AFD Welcomes Old-Timer Home
Richard Davis and his son, Chris, waited with Richard Bennett outside Alameda Fire Department’s long-shuttered Station No. 5 at Alameda Point last Saturday. Something very special was on the way.
They were waiting for a 1935 Seagrave pumper truck that once served the Alameda Fire Department. Someone — no one recalls just who — purchased the 30-year-old truck for $1 at a city auction in 1965. It also remains a mystery just how the pumper wound up with its hood and its grille peeking out of the overgrowth in the unlikeliest of places — Ketchikan, Alaska. In 1978 Garth Drakelely discovered the relic.
“We were up visiting my uncle in Stewart, British Columbia, and went over the border … and on the way back found this thing backed into somebody’s property,” Drakeley’s son Martin told Chris Bush of the Nanaimo News Bulletin.
The Lantzville, British Columbia, Fire Department purchased the nearly complete truck — the owner wouldn’t part with the ladders or bell — and had it brought some 665 miles south to its new home. Thomas Whipps, retired Lantzville fire chief and a former auto body repairman, and several other Lantzville volunteer firefighters restored much of the truck’s body work and paint. They then sent it some 40 miles south to Harry Blackstaff in Ladysmith. Blackstaff collects and mechanically restores vintage vehicles.
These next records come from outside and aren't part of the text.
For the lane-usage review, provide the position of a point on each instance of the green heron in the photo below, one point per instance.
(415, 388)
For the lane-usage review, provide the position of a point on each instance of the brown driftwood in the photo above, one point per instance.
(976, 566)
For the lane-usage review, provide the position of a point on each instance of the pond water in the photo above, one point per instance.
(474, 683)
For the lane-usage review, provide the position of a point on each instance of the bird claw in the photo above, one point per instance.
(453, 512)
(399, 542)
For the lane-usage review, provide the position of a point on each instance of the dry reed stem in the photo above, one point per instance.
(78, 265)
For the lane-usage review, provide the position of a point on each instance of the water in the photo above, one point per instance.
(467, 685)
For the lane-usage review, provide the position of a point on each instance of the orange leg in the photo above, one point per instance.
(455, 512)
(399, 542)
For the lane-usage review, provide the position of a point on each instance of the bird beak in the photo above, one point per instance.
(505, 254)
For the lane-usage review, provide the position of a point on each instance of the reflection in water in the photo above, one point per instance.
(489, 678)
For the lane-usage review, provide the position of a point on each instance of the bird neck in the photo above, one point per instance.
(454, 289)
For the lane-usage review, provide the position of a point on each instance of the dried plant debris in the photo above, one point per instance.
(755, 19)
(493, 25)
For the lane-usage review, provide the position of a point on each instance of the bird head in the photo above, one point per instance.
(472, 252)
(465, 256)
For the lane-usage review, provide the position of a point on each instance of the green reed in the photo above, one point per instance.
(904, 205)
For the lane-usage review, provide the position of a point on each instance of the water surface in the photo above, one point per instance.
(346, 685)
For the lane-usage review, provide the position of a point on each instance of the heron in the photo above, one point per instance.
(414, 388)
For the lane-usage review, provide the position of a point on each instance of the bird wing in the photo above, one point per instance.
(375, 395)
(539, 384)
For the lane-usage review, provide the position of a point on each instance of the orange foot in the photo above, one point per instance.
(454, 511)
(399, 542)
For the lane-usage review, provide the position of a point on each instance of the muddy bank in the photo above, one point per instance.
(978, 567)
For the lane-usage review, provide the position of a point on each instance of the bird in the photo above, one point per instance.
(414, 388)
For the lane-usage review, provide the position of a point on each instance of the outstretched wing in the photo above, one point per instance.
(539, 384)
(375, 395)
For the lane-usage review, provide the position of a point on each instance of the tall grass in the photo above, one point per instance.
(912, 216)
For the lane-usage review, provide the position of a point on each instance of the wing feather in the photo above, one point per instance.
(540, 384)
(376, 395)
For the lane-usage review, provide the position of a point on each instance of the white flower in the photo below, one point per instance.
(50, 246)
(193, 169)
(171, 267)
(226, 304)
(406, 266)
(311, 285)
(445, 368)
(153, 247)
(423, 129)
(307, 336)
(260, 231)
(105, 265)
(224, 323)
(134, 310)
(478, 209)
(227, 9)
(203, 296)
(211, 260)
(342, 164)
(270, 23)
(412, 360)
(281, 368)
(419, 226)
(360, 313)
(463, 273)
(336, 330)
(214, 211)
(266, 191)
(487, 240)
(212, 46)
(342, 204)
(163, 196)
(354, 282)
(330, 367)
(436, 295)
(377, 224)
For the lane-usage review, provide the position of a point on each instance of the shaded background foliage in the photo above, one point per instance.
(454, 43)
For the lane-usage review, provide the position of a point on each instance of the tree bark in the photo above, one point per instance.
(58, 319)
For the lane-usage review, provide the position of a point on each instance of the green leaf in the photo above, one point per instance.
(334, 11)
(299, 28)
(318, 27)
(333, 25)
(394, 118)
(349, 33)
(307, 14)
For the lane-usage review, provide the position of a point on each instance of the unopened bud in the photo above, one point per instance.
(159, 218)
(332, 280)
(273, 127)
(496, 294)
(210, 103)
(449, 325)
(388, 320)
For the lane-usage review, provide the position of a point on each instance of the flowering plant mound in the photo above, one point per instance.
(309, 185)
“Harry fine-tuned everything the way he wanted it and then just put it all together,” Whipps told the News Bulletin. “We had it assembled, but he kind of took it apart, painted it and put it back together and made it run.”
The truck served the City of Lantzville for 39 years, “pulling its weight in parades and ceremonies from Victoria to Parksville, including Lantzville’s Mine Town Day celebrations,” the News Bulletin reported. “It also carried teachers retiring from Seaview Elementary School on their last teaching day and the children would line the school’s drive to say farewell.”
In February, the City of Alameda purchased the restored truck. Bennett and Richard and Chris Davis had a hand in the complicated task of bringing the 1935 pumper back home.